0

I iterate through a collection of CSV files in bash, running:

iconv --from-code=ISO-8859-1 --to-code=UTF-8 ${FILE} | \
    sed -e 's/\"//g' | \
    sed -e 's/, /,/g' \
    > ${FILE}.utf8

Running iconv to fix UTF-8 characters, then the first sed call removes the double quote characters, and the final sed call is supposed to remove leading and trailing whitespace around the commas.

HOWEVER, I still have a line like this in the saved file:

FALSE,,,, 2.40,,

The COPY command in postgres is kind of dumb, so it thinks " 2.40" is not valid syntax for a numeric value.

Where am I going wrong w/ my processing of the CSV file? Thanks!

Wells
  • 9,693
  • 10
  • 50
  • 77

4 Answers4

2

Probably what is happening is that you have more than one space or more than one field that has a space, and so you are seeing the results of a single successful trailing-blank substitution on a line that had more than one.

BTW, you can give multiple -e arguments to sed. Try this:

... | sed -e 's/"//g' -e 's/ *, */,/g'
DigitalRoss
  • 139,415
  • 24
  • 238
  • 326
0

Your second sed only removes trailing spaces (in fact, only a single trailing space). What here is supposed to remove leading spaces?

geekosaur
  • 56,235
  • 11
  • 119
  • 111
  • Forgetting leading spaces.. its not removing a single trailing space, either. – Wells Apr 14 '12 at 23:25
  • You don't know that; if it had *two* trailing spaces, you get one on output. That was what I meant by the parenthetical. – geekosaur Apr 14 '12 at 23:33
0

Do a construct one of this to remove spaces:

sed -e ':a; s/, /,/g; ta'
sed -e 's/,[ ][ ]*/,/g'

The first one will recursively perform updates till it finds no matching combinations. Second one will search for space followed by a possible group of spaces.

And it is not necessary to remove ", as by default PostgreSQL understands them when using COPY ... WITH (FORMAT CSV)

vyegorov
  • 20,303
  • 6
  • 57
  • 72
0

A general alternative to preparing the CSV to fit the data-types exactly is to import all data as text (into a temporary table with text columns) and let the PostgreSQL type-coercion mechanisms do some of the work automatically.

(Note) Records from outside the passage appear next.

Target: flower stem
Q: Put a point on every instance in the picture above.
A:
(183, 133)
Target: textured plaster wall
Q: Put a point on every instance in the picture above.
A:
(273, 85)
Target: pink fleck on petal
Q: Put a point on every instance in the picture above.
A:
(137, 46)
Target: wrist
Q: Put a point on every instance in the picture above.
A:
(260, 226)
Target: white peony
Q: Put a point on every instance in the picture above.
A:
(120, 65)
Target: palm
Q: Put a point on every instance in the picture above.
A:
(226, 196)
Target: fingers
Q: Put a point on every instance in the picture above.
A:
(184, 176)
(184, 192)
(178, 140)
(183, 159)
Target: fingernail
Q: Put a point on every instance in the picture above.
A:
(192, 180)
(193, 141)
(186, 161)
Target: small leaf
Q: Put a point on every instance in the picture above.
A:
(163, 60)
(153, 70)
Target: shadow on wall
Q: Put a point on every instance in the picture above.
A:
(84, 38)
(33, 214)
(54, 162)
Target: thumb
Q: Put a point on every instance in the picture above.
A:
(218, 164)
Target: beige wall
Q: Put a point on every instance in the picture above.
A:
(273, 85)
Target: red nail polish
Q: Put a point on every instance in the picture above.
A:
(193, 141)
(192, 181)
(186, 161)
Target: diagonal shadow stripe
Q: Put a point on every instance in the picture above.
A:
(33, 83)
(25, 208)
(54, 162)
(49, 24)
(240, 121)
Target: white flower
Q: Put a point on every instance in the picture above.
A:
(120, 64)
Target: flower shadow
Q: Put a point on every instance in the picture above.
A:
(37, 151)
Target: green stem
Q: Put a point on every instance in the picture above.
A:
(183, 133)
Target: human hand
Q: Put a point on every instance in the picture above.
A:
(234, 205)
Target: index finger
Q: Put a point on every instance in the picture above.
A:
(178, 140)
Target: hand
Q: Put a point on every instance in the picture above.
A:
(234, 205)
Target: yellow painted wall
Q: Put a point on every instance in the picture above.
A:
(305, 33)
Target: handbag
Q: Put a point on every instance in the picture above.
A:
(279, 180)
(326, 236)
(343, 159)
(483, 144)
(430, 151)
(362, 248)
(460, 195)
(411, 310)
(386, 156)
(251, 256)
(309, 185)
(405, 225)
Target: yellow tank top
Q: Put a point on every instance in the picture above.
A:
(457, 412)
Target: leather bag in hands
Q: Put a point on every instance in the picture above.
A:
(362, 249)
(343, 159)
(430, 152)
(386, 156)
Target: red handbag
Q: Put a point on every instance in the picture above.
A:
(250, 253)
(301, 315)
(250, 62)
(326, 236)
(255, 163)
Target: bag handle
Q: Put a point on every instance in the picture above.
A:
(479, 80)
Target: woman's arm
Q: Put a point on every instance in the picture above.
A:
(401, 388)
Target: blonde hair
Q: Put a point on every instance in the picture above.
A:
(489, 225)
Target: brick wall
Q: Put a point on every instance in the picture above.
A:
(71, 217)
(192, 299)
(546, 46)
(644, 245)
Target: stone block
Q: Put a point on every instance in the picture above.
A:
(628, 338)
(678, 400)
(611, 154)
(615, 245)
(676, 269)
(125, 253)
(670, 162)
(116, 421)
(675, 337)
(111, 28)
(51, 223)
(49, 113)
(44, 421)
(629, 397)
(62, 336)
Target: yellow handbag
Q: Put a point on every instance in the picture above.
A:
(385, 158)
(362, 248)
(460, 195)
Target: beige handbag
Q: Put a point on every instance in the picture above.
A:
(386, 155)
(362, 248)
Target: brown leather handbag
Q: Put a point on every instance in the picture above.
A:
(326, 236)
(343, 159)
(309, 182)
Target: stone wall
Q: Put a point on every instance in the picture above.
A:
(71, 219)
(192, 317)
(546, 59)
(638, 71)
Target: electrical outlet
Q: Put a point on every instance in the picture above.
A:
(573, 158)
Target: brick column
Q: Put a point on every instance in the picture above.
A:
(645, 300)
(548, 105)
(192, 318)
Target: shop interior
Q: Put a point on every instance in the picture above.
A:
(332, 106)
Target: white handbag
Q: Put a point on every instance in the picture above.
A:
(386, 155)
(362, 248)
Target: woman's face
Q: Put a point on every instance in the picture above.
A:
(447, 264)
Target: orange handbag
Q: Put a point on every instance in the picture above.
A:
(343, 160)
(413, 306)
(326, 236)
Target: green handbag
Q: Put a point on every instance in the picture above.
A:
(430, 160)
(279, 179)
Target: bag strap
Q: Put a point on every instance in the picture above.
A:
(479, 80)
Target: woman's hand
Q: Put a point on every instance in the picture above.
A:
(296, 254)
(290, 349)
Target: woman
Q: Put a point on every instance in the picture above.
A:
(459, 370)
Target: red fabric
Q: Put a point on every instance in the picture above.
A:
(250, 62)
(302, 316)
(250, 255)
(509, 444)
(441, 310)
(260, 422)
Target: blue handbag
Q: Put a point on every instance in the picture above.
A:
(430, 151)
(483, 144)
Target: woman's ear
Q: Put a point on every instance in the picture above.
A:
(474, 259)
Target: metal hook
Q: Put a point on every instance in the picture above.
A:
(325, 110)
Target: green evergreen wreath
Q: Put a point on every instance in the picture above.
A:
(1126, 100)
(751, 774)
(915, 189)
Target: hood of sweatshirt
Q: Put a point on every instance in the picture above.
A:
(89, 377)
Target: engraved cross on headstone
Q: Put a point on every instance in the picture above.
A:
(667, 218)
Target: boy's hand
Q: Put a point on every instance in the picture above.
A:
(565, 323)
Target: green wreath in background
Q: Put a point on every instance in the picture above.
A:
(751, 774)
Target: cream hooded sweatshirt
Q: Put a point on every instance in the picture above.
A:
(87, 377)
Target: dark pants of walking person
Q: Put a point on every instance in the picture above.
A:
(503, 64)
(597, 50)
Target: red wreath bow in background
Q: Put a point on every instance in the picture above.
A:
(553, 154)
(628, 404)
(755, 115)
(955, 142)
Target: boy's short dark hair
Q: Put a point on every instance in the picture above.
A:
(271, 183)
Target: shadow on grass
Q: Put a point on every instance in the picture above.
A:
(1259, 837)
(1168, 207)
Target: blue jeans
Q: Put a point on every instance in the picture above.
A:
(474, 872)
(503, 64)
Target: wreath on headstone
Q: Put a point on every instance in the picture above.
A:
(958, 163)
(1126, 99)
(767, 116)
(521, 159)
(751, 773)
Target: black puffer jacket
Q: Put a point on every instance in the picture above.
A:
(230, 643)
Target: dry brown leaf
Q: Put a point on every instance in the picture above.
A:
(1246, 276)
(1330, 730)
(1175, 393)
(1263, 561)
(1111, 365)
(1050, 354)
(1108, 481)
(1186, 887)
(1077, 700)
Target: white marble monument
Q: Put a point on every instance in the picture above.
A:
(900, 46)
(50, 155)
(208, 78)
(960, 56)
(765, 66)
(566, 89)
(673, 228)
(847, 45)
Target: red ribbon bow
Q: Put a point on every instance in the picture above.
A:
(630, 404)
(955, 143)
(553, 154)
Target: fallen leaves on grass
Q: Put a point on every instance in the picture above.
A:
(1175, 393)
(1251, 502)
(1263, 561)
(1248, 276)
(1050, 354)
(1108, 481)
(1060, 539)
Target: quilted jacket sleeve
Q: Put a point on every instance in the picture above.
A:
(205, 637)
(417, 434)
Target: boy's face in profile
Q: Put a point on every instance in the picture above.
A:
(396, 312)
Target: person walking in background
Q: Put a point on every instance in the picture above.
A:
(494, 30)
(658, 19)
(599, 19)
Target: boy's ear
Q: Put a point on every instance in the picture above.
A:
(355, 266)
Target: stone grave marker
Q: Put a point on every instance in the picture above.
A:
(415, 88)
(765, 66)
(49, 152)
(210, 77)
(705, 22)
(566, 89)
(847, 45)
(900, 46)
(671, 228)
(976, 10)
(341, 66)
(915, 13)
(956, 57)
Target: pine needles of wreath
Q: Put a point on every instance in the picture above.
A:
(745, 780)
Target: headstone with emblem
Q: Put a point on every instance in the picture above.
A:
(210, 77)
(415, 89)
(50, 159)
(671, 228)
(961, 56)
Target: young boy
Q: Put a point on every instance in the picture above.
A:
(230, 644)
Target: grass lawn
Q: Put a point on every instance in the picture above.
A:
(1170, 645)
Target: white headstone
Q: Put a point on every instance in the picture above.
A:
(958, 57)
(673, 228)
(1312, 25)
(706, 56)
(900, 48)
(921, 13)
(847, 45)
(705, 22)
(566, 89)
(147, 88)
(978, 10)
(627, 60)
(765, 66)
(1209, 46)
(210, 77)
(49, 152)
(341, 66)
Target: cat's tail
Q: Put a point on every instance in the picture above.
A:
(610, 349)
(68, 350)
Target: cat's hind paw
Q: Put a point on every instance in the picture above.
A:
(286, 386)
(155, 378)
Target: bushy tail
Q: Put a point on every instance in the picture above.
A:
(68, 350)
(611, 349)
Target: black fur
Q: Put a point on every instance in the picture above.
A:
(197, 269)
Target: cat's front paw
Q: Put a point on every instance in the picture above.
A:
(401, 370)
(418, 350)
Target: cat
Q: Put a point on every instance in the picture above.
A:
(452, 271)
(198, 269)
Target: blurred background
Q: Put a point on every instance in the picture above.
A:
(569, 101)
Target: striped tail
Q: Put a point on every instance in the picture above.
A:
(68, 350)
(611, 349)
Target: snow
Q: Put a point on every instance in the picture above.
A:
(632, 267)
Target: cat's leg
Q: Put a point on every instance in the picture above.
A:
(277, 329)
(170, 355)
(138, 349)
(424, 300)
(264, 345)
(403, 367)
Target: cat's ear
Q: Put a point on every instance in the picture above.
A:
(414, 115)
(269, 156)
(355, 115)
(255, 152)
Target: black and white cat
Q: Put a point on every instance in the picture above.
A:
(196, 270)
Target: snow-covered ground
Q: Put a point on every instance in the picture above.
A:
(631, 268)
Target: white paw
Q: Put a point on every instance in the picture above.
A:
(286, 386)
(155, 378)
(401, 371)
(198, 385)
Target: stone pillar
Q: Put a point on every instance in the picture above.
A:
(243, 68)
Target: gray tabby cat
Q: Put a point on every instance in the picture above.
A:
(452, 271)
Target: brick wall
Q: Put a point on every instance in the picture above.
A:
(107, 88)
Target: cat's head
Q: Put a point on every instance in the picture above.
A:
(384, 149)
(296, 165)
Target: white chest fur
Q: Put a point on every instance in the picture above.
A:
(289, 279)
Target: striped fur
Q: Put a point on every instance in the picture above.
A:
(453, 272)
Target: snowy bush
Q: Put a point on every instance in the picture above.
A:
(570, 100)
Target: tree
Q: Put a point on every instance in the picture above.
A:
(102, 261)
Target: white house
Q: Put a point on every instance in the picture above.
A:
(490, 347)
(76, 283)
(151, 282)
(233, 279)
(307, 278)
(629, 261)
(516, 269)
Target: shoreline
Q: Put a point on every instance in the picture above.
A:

In particular, leading and trailing white space is trimmed automatically when a text is cast to a numeric type or date / time type. Try:

SELECT '   234 '::text::int;
SELECT '    23.4 '::text::float8; -- incl. a leading tab
SELECT '    2012-12-1    '::text::date; -- incl. a leading & trailing tab

So if you have a table like:

CREATE TABLE foo
( id    integer,
  col_a date,
  col_b double precision
);

You can:

CREATE TEMP TABLE foo_tmp  -- dropped automatically at end of session
( id    text,
  col_a text,
  col_b text
);
COPY foo_tmp FROM '/path/to/foo_file.csv';
INSERT INTO foo
SELECT id::int
      ,col_a::date
      ,col_b::double precision
FROM   foo_tmp;

Or use any other Postgres function to prepare the string as needed.

All you need is a valid CSV format.

Erwin Brandstetter
  • 539,169
  • 125
  • 977
  • 1,137